We talked with Lars on Slack, he's gonna reopen https://bugzilla.redhat.com/show_bug.cgi?id=1860190 and attach must-gather there so we can find the cause in his cluster.
Neeraj please read my previous comment on this BZ https://bugzilla.redhat.com/show_bug.cgi?id=1842002#c26 There really shouldn't be any customer bug attached to this BZ. See https://bugzilla.redhat.com/show_bug.cgi?id=1860190#c6 but you are likely hitting https://bugzilla.redhat.com/show_bug.cgi?id=1858498
Verified the bug in the payload below and followed the test steps below to verify 4.6.0-0.nightly-2020-08-07-042746 TestSteps Followed: ======================= 1) Install latest 4.6 cluster 2) on the same master, bring down the local kube-apiserver pod and see if the local KCM fails or keeps working use a master with KCM leader 3) To bring down local kube-apiserver, ssh to the master , mv /etc/kubernetes/manifests/kube-apiserver-pod.yaml /home/kube-apiserver-pod.yaml 4) Terminate it gracefully by running the command "pid=$(ps aux | grep " kube-apiserver " | grep -v grep | awk 'NR==1 {print $2}'); kill $pid" 5) Now keep checking KCM and api-server logs 6) Verify that KCM logs does not show any errors as described in the summary above. When verifying i see that all the other stuff is using the LB but webhook authenticator somehow doesn't have the master name replaced but KCM keeps running and hit the error below, will raise a separate bug for the error seen below. E0807 13:48:12.608278 1 webhook.go:111] Failed to make webhook authenticator request: Post "https://localhost:6443/apis/authentication.k8s.io/v1/tokenreviews": dial tcp [::1]:6443: connect: connection refused E0807 13:48:12.608328 1 authentication.go:53] Unable to authenticate the request due to an error: [invalid bearer token, Post "https://localhost:6443/apis/authentication.k8s.io/v1/tokenreviews": dial tcp [::1]:6443: connect: connection refused] Based on the above moving the bug to verified state.

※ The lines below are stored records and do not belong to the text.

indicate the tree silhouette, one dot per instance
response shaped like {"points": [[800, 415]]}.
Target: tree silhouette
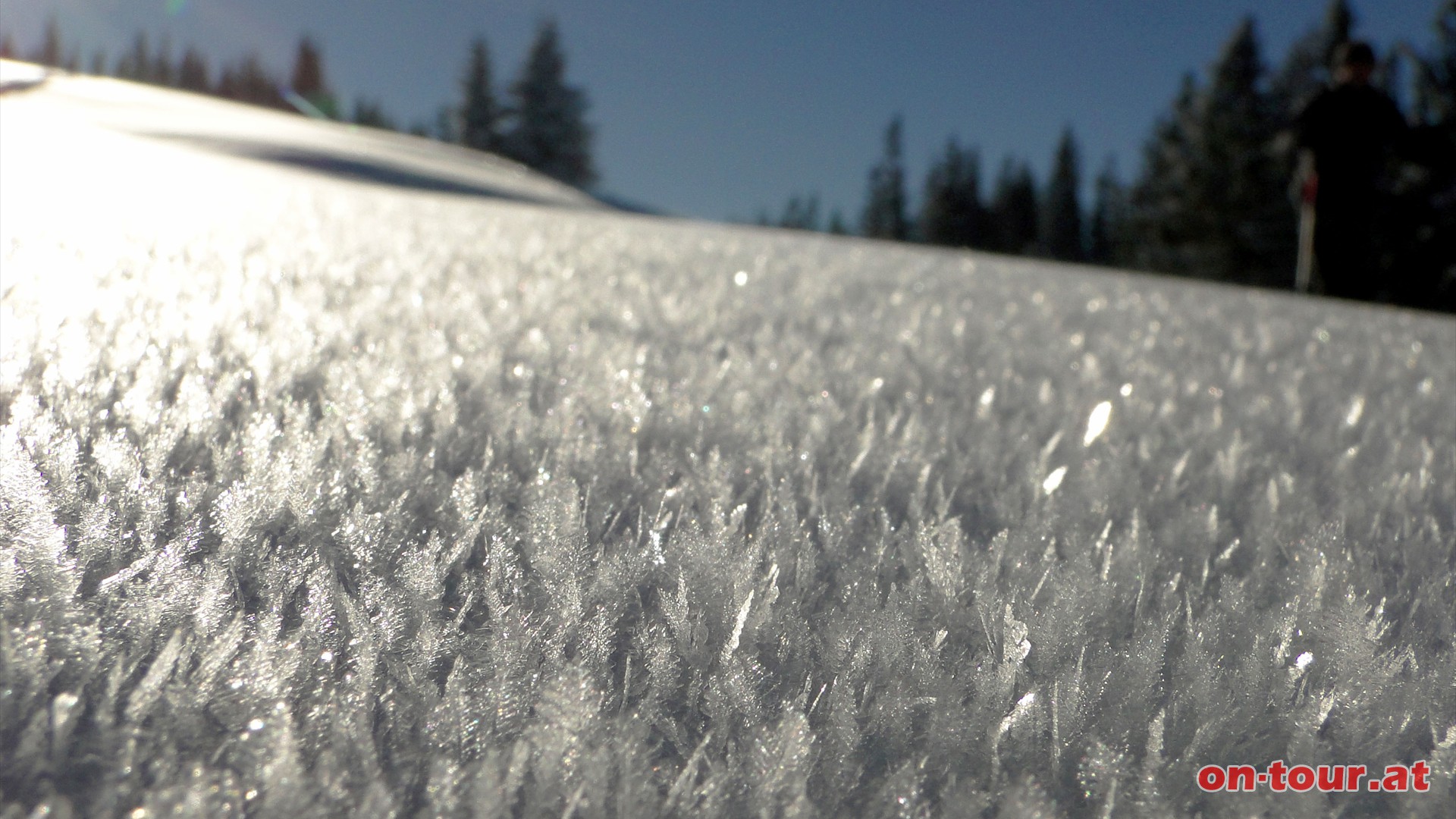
{"points": [[251, 82], [193, 74], [551, 131], [801, 213], [479, 114], [1014, 209], [951, 212], [1212, 200], [50, 49], [370, 112], [1062, 215], [308, 77], [1109, 223], [884, 215]]}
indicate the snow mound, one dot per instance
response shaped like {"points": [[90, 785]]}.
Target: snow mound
{"points": [[360, 475]]}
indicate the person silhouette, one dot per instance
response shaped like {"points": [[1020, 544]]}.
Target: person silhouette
{"points": [[1346, 136]]}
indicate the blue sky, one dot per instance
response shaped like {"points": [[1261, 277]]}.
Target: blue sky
{"points": [[717, 110]]}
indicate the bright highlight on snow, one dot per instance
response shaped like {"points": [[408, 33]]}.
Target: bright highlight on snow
{"points": [[1097, 423], [1356, 410], [1055, 480], [331, 497]]}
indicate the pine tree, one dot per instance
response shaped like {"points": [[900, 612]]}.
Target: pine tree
{"points": [[884, 215], [193, 74], [1212, 200], [308, 77], [1436, 74], [249, 82], [1245, 187], [136, 64], [1015, 209], [447, 124], [1109, 219], [159, 71], [951, 212], [551, 131], [370, 112], [1430, 259], [50, 50], [801, 213], [1062, 206], [836, 223], [479, 115]]}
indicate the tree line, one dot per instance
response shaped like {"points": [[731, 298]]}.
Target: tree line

Aug 10 AWS release jobs still show flakes/failures on this job quite often, showing up on the build-watcher interface: https://prow.ci.openshift.org/view/gcs/origin-ci-test/logs/release-openshift-ocp-installer-e2e-aws-4.6/1292725766252924928 https://prow.ci.openshift.org/view/gcs/origin-ci-test/logs/release-openshift-ocp-installer-e2e-aws-4.6/1292762336389500928 https://prow.ci.openshift.org/view/gcs/origin-ci-test/logs/release-openshift-ocp-installer-e2e-aws-4.6/1292733351848841216 https://prow.ci.openshift.org/view/gcs/origin-ci-test/logs/release-openshift-ocp-installer-e2e-aws-4.6/1292686520171368448 Could you verify if these are related?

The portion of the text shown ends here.